Song Profiles

Song title: Time Machine
From the album: Little Light EP
Requested by: Megan

As a young teenager, my favorite film was Somewhere in Time - the story of a modern man who feels the pull of destiny in a photo of a Edwardian actress and learns to travel back in time to be with her. I watched the film with Katie, and I will always remember how her jaw hung in a silent wail at the conclusion of the heartbreaking story. That night, she and I decided to try our luck at time travel too. We failed. But I didn't stop hoping that one day I would figure out how to get myself to 1908.

There are many different ways for me to begin writing a song. Usually, I begin with a single line. In this case, All the clocks are standing still. Looking back on my notes, I realize now how piecemeal this song actually is.

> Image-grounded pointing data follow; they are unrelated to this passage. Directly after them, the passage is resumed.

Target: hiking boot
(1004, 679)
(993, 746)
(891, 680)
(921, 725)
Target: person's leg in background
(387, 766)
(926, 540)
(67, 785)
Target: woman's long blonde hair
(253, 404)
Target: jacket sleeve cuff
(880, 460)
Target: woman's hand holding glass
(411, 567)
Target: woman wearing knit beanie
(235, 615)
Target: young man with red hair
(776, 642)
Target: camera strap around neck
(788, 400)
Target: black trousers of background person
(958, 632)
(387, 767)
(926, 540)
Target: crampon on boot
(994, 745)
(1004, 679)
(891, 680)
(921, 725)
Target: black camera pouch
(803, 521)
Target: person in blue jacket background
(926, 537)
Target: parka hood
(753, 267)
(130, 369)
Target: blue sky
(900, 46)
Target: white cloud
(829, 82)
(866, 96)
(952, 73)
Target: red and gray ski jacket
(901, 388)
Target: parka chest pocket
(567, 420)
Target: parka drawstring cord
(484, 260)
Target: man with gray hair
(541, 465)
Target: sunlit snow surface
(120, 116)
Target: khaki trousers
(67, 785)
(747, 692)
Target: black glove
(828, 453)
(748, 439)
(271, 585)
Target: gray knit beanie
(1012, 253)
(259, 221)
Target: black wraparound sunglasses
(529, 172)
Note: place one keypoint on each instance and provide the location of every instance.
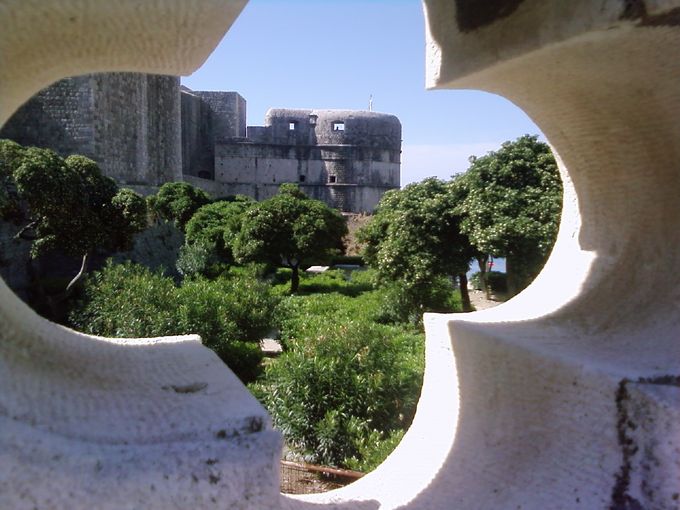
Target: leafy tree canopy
(512, 205)
(217, 225)
(72, 206)
(290, 229)
(415, 236)
(177, 201)
(66, 204)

I remember around this time, I was planning on having the album be about celestial things - stars, sun, moon, planets, orbiting, space, astronauts, space ships, darkness, beginnings, and the universe. So you can see in my notes, that "clocks" was crossed out and "stars" was written instead. (I'm very glad I reversed that decision.)

You can also tell from my notes that some lines written to go with these lyrics were actually used in other songs. For example, I wrote about "paper wings" (which was discarded from this song and added to Mission to the Moon) and "serpent hides in the grass" (which became "snake in the grass" on Nothing Walks Away). What's not obvious is that the entire bridge: "Four walls closing in...etc" was written back when I was writing for All Girl Band. I lived in a teensy apartment. My bedroom was also my studio and the walls were covered with brown paper, where I would graffiti lyrics, tape images, and surround myself with thoughts, notes, scribbles, dreams, goals, inspiration, and frustrations. It became claustrophobic. Those four walls were insane. By extension, I started writing on everything I could get my hands on, including my skin - which always reminds me of The Pillow Book, by the way. I wrote this bridge back then, but could never find a song to work with it. For several years, just about every song I wrote, I'd try this bridge. I knew it belonged somewhere.

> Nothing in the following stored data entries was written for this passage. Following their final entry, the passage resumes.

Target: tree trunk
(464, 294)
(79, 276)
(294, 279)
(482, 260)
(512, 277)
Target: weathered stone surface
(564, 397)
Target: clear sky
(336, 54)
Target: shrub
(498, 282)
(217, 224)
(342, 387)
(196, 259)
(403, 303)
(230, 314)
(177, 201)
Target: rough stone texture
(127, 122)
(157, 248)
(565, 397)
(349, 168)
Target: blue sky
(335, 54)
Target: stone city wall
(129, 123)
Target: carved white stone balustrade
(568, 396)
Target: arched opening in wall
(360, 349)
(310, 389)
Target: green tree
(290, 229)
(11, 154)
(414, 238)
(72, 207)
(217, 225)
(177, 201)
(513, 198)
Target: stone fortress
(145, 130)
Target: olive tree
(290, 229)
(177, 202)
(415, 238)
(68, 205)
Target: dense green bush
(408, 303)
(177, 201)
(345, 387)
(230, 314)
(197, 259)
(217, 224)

But despite how patchwork this all sounds, I felt very focused on the intention of the song; it is the unravelling of an emotional journey. I wanted the words to sort of spill together like one long thought, instead of a more "traditional" verse/chorus lyric structure. It was finger painting with sounds and syllables.

Recording the song was fairly easy (save the drum parts), and Emily Spaude added the violin. The drums were a bugger because they sounded too suave and lounge-y for a long time. Yuck.

But I really enjoy this song. It took me on such a fun journey.